Are the Intercom devices different that your phone on the 192.168.x.x network, or are you trying to do something tricky with routing rules? Your description of the network is getting more and more confusing as we move forward.

To test an intercom - since you aren’t using DHCP - you will need to set up a device with a 172.16.x.x address and the 16 bit netmask. The gateway address for the device will be 172.16.0.10. The SIP server will also be at 172.16.0.10. All of the services the phones are going to need (DNS, etc.) will all need to be on the 172.16.x.x network.
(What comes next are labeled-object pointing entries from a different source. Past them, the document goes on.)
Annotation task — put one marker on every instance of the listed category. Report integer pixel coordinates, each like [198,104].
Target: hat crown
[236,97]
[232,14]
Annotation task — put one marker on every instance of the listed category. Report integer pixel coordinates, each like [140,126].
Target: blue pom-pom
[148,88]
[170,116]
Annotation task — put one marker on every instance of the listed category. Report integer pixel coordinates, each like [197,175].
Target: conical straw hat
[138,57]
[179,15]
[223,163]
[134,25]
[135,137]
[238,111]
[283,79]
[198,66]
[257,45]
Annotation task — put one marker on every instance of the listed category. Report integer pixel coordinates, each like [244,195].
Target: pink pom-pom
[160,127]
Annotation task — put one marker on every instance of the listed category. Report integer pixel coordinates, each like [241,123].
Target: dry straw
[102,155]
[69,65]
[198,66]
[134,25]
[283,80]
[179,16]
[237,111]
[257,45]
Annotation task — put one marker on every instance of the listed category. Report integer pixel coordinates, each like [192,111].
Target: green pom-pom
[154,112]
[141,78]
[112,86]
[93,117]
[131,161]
You’re not going to be able to just jam addresses in between the two networks, even if they are on the same physical network.
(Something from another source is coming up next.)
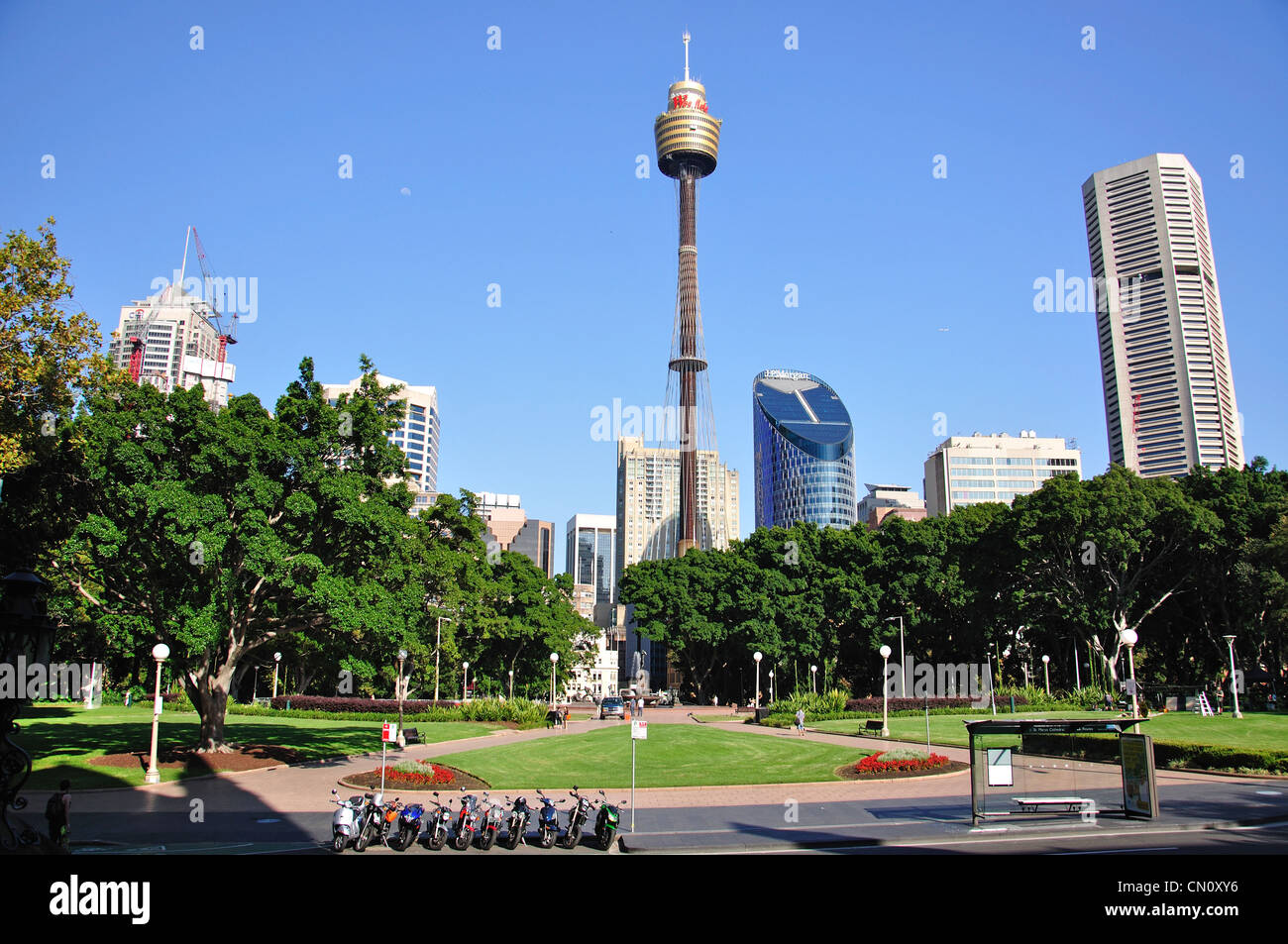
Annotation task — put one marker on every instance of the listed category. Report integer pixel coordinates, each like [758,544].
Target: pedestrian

If you can set the phone up with 172.16.0.x (for some value not equal to 10) and the netmask to 255.255.0.0 (which is a not-great netmask for the 172.16.x.x network) you should be able to direct all of your traffic appropriately. You might need a DNS on the 172.x.x.x network and you are going to have to make sure the configs for the phones are all set up to work exclusively with the 172.16.x.x network.
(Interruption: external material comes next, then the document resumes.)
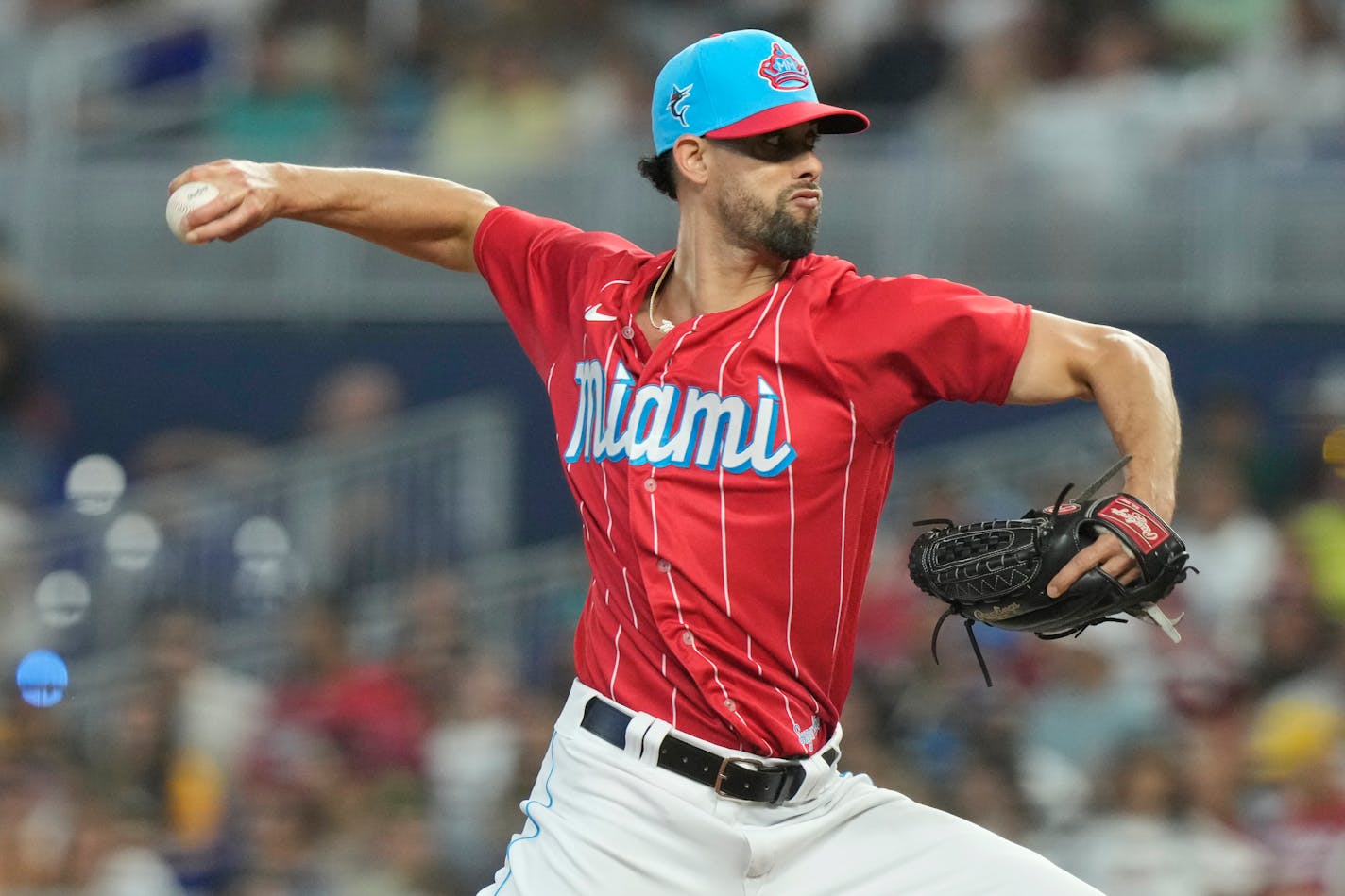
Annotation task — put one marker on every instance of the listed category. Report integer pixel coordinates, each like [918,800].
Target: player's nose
[808,165]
I’m reasonably certain this is not a FreePBX question. It looks entirely like a basic network routing problem.

empace · August 21, 2019, 6:59pm

Yes currently the intercom devices are on the VLAN. And no, the 172 network is a device connected to a switch which is connected directly to eth1 on the freepbx box. eth0 is connected to VLAN. I think I might be trying to have the box work as a router now that I see the questions being asked.

And the gateway on the box is 192.168.1.1 since it connects to the VLAN. As I far as I know, I believe you can only have one gateway per box.

I have a device on the 172 network 172.16.0.11.

cynjut · August 21, 2019, 8:12pm

There is a sysctl that will allow the PBX to operate as a gateway to the outside world, but it’s a custom configuration and you need to be sure it’s something you really want to do.

empace · August 21, 2019, 8:15pm

Understood. I was under the assumption that the box would do the routing because it had two separate IPs. My apologies, still learning constantly. Thank you again for your help.